When run virtually, a site survey is no longer restricted to the on-site risk engineers. There are also opportunities to enhance virtual surveys with the AR headset in areas of the world where there are travel restrictions, such as Yemen, parts of Pakistan, and Iraq.

3. Using virtual reality to improve participation

Oliver Lingwood-Craddock, CEO at The Supper Club, recently ran the organisation’s first event based on using virtual reality (VR) headsets.

“VR is not a gimmick. I was blown away by its incredible effectiveness for collaboration”
Oliver Lingwood-Craddock, The Supper Club

The event, hosted on the Gemba VR platform by Nathan Robinson, CEO of VR learning company The Leadership Network, was used to showcase how virtual world environments can be used to communicate and collaborate in the post-Covid, post-Brexit world. 

Discussing his experience of using the Oculus virtual reality headset, Lingwood-Craddock says: “VR is not a gimmick. I was blown away by its incredible effectiveness for collaboration.”

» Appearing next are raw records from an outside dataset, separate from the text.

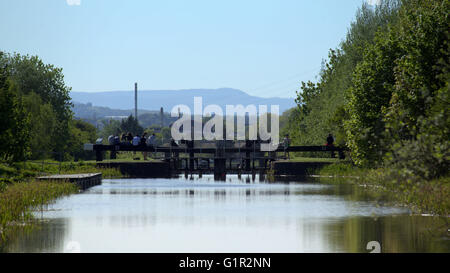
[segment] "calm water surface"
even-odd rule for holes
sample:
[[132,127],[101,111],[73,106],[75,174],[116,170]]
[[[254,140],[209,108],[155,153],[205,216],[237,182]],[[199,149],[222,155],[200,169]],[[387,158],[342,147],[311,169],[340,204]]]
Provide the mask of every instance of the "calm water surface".
[[[57,200],[6,252],[449,252],[445,219],[370,200],[358,186],[247,176],[112,179]],[[445,228],[444,228],[445,230]]]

In the virtual world, people are represented as avatars. “They are pixels, but they are humanised,” he adds. “It is surprising how you engage with them.”

The Gemba virtual platform hosts an auditorium. It has breakout rooms and whiteboards, which enable people to work in three dimensions and a social space. Lingwood-Craddock believes such virtual worlds have the potential to enable genuine collaboration, where people are 100% engaged in the discussion. 

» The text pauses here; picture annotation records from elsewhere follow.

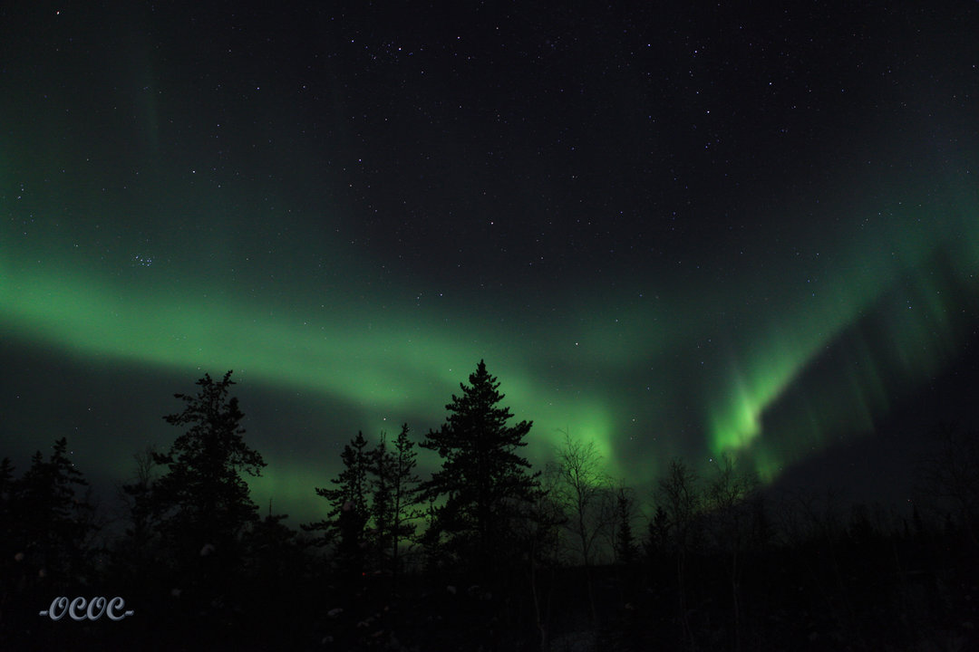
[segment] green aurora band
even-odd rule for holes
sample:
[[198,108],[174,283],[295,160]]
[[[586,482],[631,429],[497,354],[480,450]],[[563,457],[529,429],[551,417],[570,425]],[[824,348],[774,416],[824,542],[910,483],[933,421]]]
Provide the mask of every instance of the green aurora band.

Remote working in the long term

There are many people who believe Covid-19 has changed the world forever. The pandemic forced many businesses to make their workforce instantly remote, says Alan Warr, chair of the consultancy specialist group at BCS, The Chartered Institute for IT. “Global organisations are not expecting to go back to normal now that the remote working genie has been let out of the bottle,” he says.

Over the past few years, there has been underlying pressure to allow staff to work remotely maybe one day a week. “But it was inconceivable we could have achieved that level of transformation,” says Carr.

“Global organisations are not expecting to go back to normal now that the remote working genie has been let out of the bottle”
Alan Warr, BCS, The Chartered Institute for IT

One of the unexpected outcomes to arise from the coronavirus is that it has led to a dramatic shift in expectations. What will post-pandemic work patterns look like? According to McKinsey, more employers are seeing somewhat better productivity from their remote workers.

Now that people have experienced almost a year of flexible working, if they are indeed more productive, then remote working should not be seen merely as a stopgap until offices reopen. For Carr, it offers businesses the potential to do things that were far more difficult to achieve before the pandemic. “Globally, remote working has interesting dimensions as it enables businesses to bring in experts from different parts of the world very quickly,” he says.

The technology is getting better and people will need reliable home broadband connectivity. But for Carr, the biggest challenge is in changing how line managers and supervisors manage their teams.